The Moussaoui trial now seems to have reached a level of absurdity which it’s difficult to exceed, as an excerpt from this story suggests:
Beginning on Thursday, the prosecutors will try to focus the jurors' attention on the horrors of Sept. 11. There may be photographs of many of the victims introduced as well as testimony from as many as 45 family members of victims to recount how their lives have been affected.

The theme of the government's presentation will be that Mr. Moussaoui, a 37-year-old admitted member of Al Qaeda, should be regarded as a proxy for the 19 hijackers who died that day.

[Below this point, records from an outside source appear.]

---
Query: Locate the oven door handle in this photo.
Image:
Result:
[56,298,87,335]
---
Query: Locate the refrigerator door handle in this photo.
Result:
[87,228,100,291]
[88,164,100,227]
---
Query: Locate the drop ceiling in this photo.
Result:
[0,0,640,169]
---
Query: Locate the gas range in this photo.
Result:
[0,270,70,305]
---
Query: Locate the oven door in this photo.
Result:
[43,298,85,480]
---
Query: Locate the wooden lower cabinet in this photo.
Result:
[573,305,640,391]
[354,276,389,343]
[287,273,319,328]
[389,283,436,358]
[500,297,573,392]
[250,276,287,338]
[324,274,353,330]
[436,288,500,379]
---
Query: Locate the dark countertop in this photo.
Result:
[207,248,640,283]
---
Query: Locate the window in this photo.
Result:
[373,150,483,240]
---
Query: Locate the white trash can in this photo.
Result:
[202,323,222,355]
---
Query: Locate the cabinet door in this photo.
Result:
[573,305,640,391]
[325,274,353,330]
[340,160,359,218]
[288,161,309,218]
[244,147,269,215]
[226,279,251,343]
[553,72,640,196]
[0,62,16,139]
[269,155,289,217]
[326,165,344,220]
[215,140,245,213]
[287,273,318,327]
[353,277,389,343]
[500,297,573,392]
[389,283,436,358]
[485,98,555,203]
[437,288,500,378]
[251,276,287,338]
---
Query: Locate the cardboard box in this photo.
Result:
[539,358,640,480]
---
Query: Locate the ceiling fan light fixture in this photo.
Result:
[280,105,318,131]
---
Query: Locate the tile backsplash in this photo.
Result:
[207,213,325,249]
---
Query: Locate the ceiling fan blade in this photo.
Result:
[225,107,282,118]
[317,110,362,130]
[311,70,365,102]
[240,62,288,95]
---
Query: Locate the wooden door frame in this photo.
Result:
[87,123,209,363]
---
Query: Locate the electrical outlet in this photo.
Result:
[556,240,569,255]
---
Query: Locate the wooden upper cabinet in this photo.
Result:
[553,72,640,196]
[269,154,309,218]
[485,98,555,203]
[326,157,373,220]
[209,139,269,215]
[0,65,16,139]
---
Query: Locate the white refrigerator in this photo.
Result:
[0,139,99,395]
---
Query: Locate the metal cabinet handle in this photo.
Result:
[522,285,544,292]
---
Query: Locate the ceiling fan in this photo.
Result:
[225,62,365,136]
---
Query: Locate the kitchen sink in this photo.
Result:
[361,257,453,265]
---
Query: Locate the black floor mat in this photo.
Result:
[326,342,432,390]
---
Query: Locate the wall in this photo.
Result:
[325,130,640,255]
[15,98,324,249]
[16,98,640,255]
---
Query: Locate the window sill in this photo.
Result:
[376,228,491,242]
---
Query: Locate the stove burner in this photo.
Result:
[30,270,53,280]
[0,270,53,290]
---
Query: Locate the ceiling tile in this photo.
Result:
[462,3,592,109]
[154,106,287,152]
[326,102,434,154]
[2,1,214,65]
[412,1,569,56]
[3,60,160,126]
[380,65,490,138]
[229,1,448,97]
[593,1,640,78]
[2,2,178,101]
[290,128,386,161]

Mr. Moussaoui's lawyers, whose advice he has spurned and whose character he has reviled, have indicated they would present psychological testimony that he was affected by anti-Muslim bigotry during his childhood in France. They may also urge the jurors to recognize that he seeks martyrdom and ask them to deny him that.

So the prosecution's argument is that Moussaoui deserves to die because he’s guilty of a causal contribution to 9/11—even though the government itself had dropped the claim of his involvement in 9/11 for lack of evidence.

As for the evidence of his guilt, it consists of Moussaoui's testimony, which is to be believed despite the fact that it flatly contradicts the testimony he had previously given (and which the government had relied on) for the last four and a half years.

The criteria for punitive desert are somehow to be furnished by photographs of the 9/11 victims and testimony from survivors, explicitly intended to exploit the emotions of the jury. The implication seems to be that the judicial temperament consists in being in the grips of strong emotions about events that were not officially a part of the government’s case.

In a crowning absurdity, these claims come from a government whose quasi-Kantian"theme" consists in the assertion that you can execute someone whether or not he's actually a murderer, so long as you think of him as if he was one.

Meanwhile, the defense’s argument is that Moussaoui doesn’t deserve the death penalty. Why? The first part of their argument is that Moussaoui's confession about his involvement in 9/11 is summarily to be dismissed as the ravings of a mentally imbalanced man. The second part is that his testimony about decades-old “anti-Muslim bigotry” in France is to be taken entirely at face value. Once we put these two inconsistent claims together, we somehow reach the conclusion that Moussaoui is lying about the recent past but telling the truth about the remote past--despite the fact that all of our evidence for both claims comes from the same mendacious source, i.e., Zaccarias Moussaoui. From this claim, we are then supposed to infer that claims about bigotry suffered in France mitigate a putative act of mass murderer committed decades later in the United States.

I don’t think I could have come up with a more vivid reductio ad absurdum of the adversarial conception of criminal justice if I’d made it up. Thanks to the American justice system, I don’t have to.